AJAN s’engage à «confier le leadership aux communautés»
Le thème retenu cette année pour la Journée mondiale de lutte contre le VIH a été intitulé: «Confier le leadership aux communautés». Le directeur d’AJAN a exprimé sa joie de voir que cette vision de l’ONUSIDA et de l’OMS rejoint celle du Réseau jésuite africain de lutte contre le SIDA. Dans cette optique, le but poursuivi par cette structure jésuite est de donner pouvoir aux communautés puisque, selon le prêtre, celles-ci connaissent mieux leurs problèmes.

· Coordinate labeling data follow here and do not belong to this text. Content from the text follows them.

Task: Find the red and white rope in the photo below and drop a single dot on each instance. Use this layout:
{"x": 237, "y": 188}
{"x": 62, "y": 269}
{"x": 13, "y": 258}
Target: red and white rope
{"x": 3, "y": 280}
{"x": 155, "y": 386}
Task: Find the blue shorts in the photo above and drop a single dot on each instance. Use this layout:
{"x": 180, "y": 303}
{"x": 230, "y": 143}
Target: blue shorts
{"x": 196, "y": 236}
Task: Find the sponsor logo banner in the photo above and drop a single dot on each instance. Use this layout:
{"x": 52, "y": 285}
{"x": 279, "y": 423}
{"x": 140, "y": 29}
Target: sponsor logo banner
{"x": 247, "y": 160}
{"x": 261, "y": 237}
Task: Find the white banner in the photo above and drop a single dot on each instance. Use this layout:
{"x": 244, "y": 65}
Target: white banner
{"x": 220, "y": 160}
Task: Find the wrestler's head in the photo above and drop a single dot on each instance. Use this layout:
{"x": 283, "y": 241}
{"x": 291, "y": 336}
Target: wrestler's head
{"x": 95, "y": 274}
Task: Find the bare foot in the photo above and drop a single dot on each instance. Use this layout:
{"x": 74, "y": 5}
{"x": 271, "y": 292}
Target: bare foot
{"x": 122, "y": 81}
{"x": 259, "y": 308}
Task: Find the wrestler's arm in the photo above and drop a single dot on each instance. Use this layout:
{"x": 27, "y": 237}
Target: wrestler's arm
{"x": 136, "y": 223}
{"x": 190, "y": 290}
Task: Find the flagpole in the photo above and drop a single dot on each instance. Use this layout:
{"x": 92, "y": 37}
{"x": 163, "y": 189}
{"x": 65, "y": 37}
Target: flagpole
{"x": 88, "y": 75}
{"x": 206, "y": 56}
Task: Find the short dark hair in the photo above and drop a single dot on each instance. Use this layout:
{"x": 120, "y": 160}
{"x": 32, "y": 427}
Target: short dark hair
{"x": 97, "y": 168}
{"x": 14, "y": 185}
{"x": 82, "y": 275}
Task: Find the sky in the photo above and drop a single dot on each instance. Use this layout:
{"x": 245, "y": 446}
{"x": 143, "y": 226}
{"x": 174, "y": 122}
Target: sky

S’appuyant sur la force que représentent les jeunes, le père Matambura a souligné que des actions sont initiées et exécutées par eux, avec l’aide des différents centres en relation avec AJAN. «Et donc, puisque nous avons compris qu'avec les jeunes, ils ont beaucoup de talents, ils ont beaucoup de potentialités que nous pouvons justement utiliser pour arriver à trouver telle ou telle autre solution à un problème précis, nous continuons à travailler dans ce domaine-là, afin de leur donner davantage les outils nécessaires pour arriver à lutter contre la pauvreté chez eux», a-t-il expliqué. «Nous voulons, en outre, davantage intégrer la technologie existante dans notre stratégie de partage de formation avec les jeunes et les autres personnes avec qui nous travaillons», a-t-il poursuivi.
Un appel à promouvoir les valeurs
Au terme de l’entretien, le directeur d’AJAN a reconnu que d’énormes progrès ont été réalisés dans la lutte contre le VIH. Cependant, plusieurs efforts restent à fournir. Il a invité, surtout les jeunes africains, à promouvoir les valeurs qui puissent aider dans ce sens. «En Afrique, nous avons des valeurs, dans nos traditions, et même des valeurs religieuses qui sont très importantes dans la formation du caractère et dans le changement de comportement. Promouvoir les valeurs serait un élément majeur dans la lutte contre le VIH», a-t-il exhorté.
La lutte contre SIDA, une affaire de tous
Par ailleurs, le père Matambura a lancé un appel aux gouvernements des pays africains, aux Nations Unies et à tous les partenaires du Réseau jésuite africain contre le SIDA, «de prendre au sérieux les confessions religieuses, puisque qu’elles ont accès à toutes les catégories de la population, même là où l'État n'est pas présent». «Nous sommes appelés aussi à lutter contre la stigmatisation des confessions religieuses, à les intégrer, dans cette lutte pour qu'ensemble, nous puissions trouver des solutions durables», a-t-il conclu en soulignant que nous sommes tous concernés puisque, «même si nous ne sommes pas infectés, nous restons tous affectés du fait d’être tous insérés dans des communautés ravagées par le VIH».